Walmart vs. internet shopping
Another driver of the 1990s productivity boom? Companies were making big logistical improvements.
Walmart grew rapidly during the decade, bringing with it strong supply chain management that allowed it to efficiently stock shelves with cheap products from around the world. Manufacturing, notably in pharmaceuticals, also improved.
One possible challenge is that such gains are hard to win twice: Now that firms have become more efficient, it may be difficult for them to improve drastically. Online shopping continued to revolutionize retail in the 2010s, for instance, but both industry and overall productivity gains were modest.
That underlines an important point about productivity growth. It’s easy to pick low-hanging fruit, like optimizing supply chains using software. Once that has been done, it can become harder to make gains. The economy ends up with higher productivity levels, but not necessarily sustained high productivity growth.
Entrepreneurship booms
What can lead to lasting productivity gains is a burst of innovation that feeds on itself — and that makes the recent uptick in business formation a hopeful sign. New businesses are often more inventive.
Back in 1994, lots of businesses were formed as people tried to capitalize on breakthroughs in information technology. Today, business applications have been surging again, probably the result of people deciding to strike out on their own after losing or quitting jobs amid the pandemic.
The new business bump could simply reflect that people were reshuffling to at-home work, recent research by Fed economist Ryan Decker and John Haltiwanger of the University of Maryland has suggested. But many of the new firms are in potentially productivity-spurring fields including online retailing, software publishing, computer-systems design, and research-and-development services.
Two inflation comedowns
The 1990s and the 2020s have another possible productivity booster in common: slipping pricing power.

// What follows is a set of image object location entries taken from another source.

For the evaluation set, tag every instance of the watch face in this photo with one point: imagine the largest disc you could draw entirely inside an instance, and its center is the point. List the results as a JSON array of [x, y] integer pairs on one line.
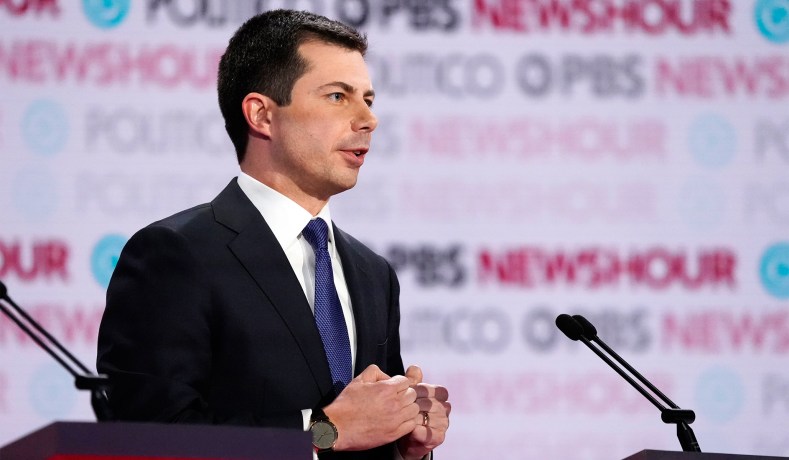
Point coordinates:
[[323, 435]]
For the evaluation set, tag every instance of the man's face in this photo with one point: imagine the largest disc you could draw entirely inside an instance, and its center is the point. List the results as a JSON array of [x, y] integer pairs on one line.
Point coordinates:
[[320, 139]]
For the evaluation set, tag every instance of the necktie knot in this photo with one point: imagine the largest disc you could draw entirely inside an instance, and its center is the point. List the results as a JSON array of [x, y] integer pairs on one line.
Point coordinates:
[[317, 234]]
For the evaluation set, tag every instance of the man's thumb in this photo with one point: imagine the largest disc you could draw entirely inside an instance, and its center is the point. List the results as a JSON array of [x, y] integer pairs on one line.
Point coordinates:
[[372, 374]]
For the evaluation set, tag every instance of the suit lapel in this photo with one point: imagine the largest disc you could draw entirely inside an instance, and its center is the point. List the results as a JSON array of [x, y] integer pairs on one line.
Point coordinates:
[[356, 273], [258, 251]]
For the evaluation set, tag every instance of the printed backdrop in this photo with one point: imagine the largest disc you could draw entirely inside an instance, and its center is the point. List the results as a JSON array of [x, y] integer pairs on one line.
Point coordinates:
[[623, 159]]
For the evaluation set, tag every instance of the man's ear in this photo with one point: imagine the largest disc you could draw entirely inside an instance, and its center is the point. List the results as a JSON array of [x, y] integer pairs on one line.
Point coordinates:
[[257, 110]]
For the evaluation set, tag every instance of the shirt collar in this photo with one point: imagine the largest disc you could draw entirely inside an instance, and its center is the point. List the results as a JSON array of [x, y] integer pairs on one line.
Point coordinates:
[[284, 216]]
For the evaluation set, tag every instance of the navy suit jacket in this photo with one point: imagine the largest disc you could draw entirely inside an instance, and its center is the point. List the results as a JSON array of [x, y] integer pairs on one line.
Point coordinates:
[[207, 323]]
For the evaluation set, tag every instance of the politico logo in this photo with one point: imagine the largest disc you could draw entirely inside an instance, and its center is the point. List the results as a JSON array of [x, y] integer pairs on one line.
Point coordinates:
[[772, 19], [35, 194], [106, 14], [105, 256], [51, 392], [774, 270], [21, 8]]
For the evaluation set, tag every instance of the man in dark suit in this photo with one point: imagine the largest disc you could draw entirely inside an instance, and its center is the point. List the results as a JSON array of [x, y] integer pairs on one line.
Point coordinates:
[[218, 313]]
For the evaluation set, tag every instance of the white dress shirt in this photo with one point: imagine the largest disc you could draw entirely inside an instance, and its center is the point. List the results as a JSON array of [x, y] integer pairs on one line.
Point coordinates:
[[286, 220]]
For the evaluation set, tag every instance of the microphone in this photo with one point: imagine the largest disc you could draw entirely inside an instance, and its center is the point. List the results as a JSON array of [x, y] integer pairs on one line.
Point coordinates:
[[84, 379], [577, 327]]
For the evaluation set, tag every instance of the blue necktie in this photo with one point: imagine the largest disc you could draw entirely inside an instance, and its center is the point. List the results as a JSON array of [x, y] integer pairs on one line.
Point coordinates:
[[328, 311]]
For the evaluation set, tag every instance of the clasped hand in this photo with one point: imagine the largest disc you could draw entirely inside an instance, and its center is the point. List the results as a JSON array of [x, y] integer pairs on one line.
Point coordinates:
[[375, 409]]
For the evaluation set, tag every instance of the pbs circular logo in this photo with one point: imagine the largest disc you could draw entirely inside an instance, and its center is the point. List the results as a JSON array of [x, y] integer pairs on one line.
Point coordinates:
[[105, 257], [774, 270], [713, 141], [106, 14], [772, 19], [45, 127], [720, 394]]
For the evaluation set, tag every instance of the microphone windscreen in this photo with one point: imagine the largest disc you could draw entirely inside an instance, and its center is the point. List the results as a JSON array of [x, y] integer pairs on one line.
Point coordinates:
[[569, 326], [587, 328]]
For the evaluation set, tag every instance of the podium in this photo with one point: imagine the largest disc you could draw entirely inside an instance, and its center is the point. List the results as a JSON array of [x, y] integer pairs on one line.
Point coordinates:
[[668, 455], [137, 441]]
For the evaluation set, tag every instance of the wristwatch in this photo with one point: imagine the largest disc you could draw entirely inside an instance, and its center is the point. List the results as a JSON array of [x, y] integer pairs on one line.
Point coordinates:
[[324, 433]]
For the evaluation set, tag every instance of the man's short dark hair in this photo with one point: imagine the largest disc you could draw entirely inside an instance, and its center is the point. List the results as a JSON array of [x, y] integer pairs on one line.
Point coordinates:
[[262, 56]]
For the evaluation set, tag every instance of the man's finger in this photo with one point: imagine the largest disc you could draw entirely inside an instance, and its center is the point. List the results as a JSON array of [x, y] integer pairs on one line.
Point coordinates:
[[414, 373], [372, 374]]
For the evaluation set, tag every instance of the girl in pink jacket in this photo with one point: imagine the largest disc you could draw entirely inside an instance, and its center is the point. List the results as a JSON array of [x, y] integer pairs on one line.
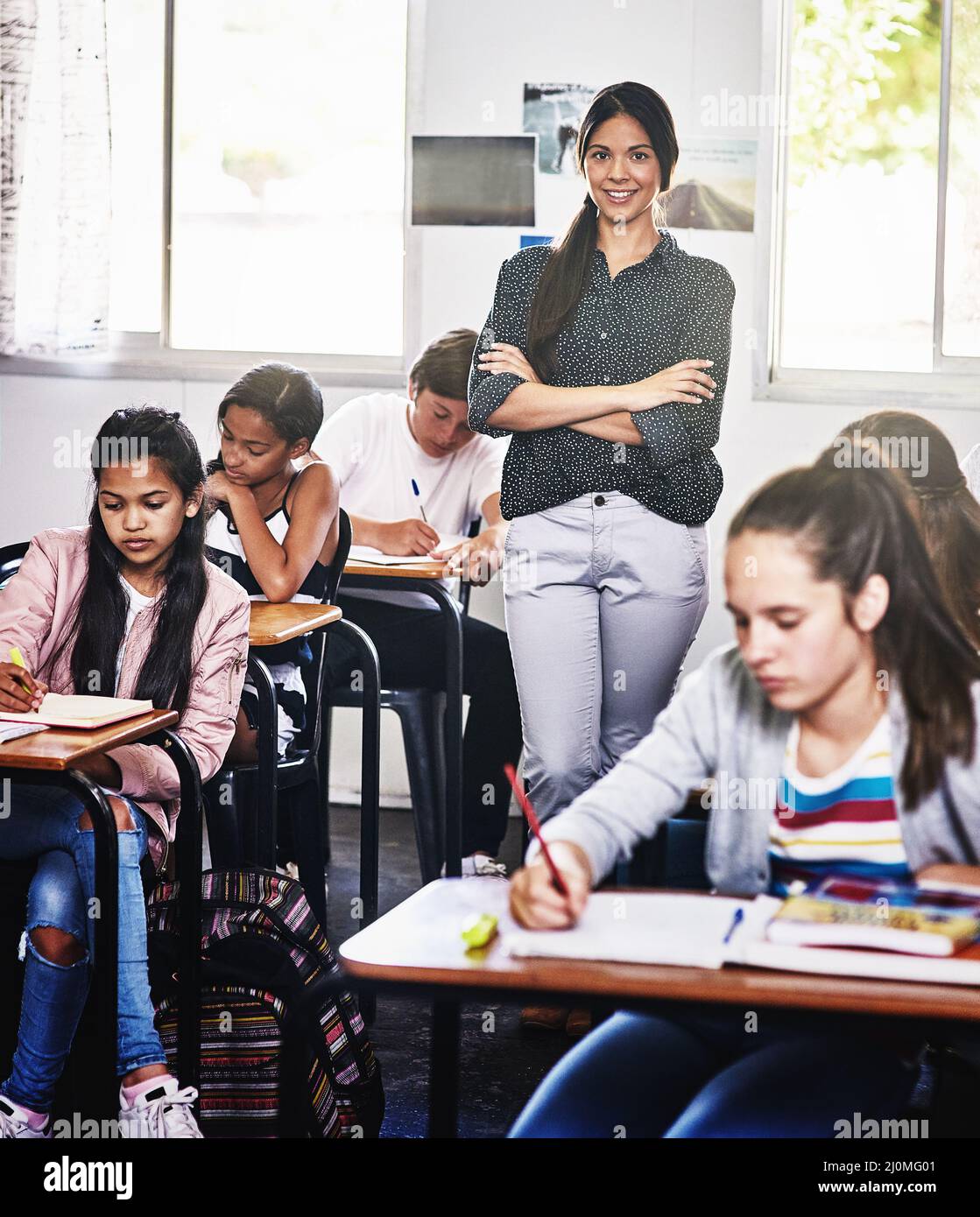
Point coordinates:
[[127, 606]]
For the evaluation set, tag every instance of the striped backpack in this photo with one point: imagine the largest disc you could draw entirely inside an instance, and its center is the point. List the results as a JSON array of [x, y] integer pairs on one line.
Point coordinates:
[[283, 1053]]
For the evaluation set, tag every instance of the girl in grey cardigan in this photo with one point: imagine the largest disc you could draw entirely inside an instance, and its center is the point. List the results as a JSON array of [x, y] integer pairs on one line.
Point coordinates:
[[850, 692]]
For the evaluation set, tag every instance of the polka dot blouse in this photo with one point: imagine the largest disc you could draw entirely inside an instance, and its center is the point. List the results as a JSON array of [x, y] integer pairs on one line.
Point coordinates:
[[673, 306]]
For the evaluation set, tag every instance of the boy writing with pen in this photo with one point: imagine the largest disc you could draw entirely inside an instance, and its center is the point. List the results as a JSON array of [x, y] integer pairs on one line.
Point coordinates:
[[411, 474]]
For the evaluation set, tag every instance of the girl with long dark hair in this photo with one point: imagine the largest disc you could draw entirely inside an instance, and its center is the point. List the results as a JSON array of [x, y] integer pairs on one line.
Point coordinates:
[[940, 496], [130, 608], [277, 524], [850, 705], [605, 359]]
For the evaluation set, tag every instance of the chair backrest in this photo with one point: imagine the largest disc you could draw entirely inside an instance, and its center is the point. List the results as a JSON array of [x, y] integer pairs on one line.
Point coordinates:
[[314, 674], [10, 560]]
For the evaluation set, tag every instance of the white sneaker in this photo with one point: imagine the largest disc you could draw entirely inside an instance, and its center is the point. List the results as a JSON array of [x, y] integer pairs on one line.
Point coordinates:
[[480, 865], [13, 1125], [163, 1111]]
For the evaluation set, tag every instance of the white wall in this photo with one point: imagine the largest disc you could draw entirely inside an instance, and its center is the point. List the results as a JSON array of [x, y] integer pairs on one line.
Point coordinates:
[[475, 55]]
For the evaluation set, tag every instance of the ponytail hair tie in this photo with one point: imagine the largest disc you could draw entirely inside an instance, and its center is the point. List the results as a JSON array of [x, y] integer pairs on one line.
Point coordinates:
[[942, 492]]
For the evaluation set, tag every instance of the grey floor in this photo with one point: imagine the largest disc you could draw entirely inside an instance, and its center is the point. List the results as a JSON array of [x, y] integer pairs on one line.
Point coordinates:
[[499, 1070]]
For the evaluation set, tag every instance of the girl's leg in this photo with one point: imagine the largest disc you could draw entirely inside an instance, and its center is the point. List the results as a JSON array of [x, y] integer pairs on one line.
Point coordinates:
[[654, 578], [139, 1043], [553, 623], [53, 992], [801, 1087], [630, 1077]]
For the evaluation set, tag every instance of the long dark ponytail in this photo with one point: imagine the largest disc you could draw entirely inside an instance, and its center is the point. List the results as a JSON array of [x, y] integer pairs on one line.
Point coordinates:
[[948, 514], [97, 626], [852, 524], [567, 275]]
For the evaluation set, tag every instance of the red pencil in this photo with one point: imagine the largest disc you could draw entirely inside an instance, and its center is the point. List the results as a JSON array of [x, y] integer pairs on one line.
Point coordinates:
[[528, 811]]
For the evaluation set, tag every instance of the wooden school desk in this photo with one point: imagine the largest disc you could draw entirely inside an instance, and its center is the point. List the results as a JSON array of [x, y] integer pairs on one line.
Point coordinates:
[[47, 757], [427, 577], [417, 949]]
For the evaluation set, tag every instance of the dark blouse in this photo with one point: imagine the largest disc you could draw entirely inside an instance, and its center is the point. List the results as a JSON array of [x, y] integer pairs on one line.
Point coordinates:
[[673, 306]]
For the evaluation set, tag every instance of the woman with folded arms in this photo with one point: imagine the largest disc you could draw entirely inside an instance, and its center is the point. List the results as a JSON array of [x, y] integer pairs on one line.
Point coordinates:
[[852, 700], [605, 359]]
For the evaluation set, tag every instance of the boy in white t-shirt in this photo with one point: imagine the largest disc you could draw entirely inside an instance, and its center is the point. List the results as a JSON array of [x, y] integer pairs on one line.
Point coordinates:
[[377, 445]]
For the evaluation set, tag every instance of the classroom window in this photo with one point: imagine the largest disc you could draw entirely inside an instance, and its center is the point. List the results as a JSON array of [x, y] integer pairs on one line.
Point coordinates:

Inflation had been cooling for years by the mid-1990s, and Fed officials noted companies were losing their ability to continue to raise prices without losing customers. To keep profits from collapsing, firms had to figure out how to be more efficient.
Inflation is also coming down today. And the job market was strong back then and is now — meaning companies have had to pay up to attract workers. When wages are rising faster than prices, firms must stretch their workers further if they hope to maintain their profits.
Alan Greenspan vs. Jerome Powell
By 1996, Greenspan was becoming convinced that productivity was on the rise — so he persuaded his colleagues that they did not need to try to slow down the economy so much. With productivity improving, strong growth was less likely to cause inflation.
Jerome Powell, the current Fed chair, has praised Greenspan’s “fortitude” and foresight in navigating that period.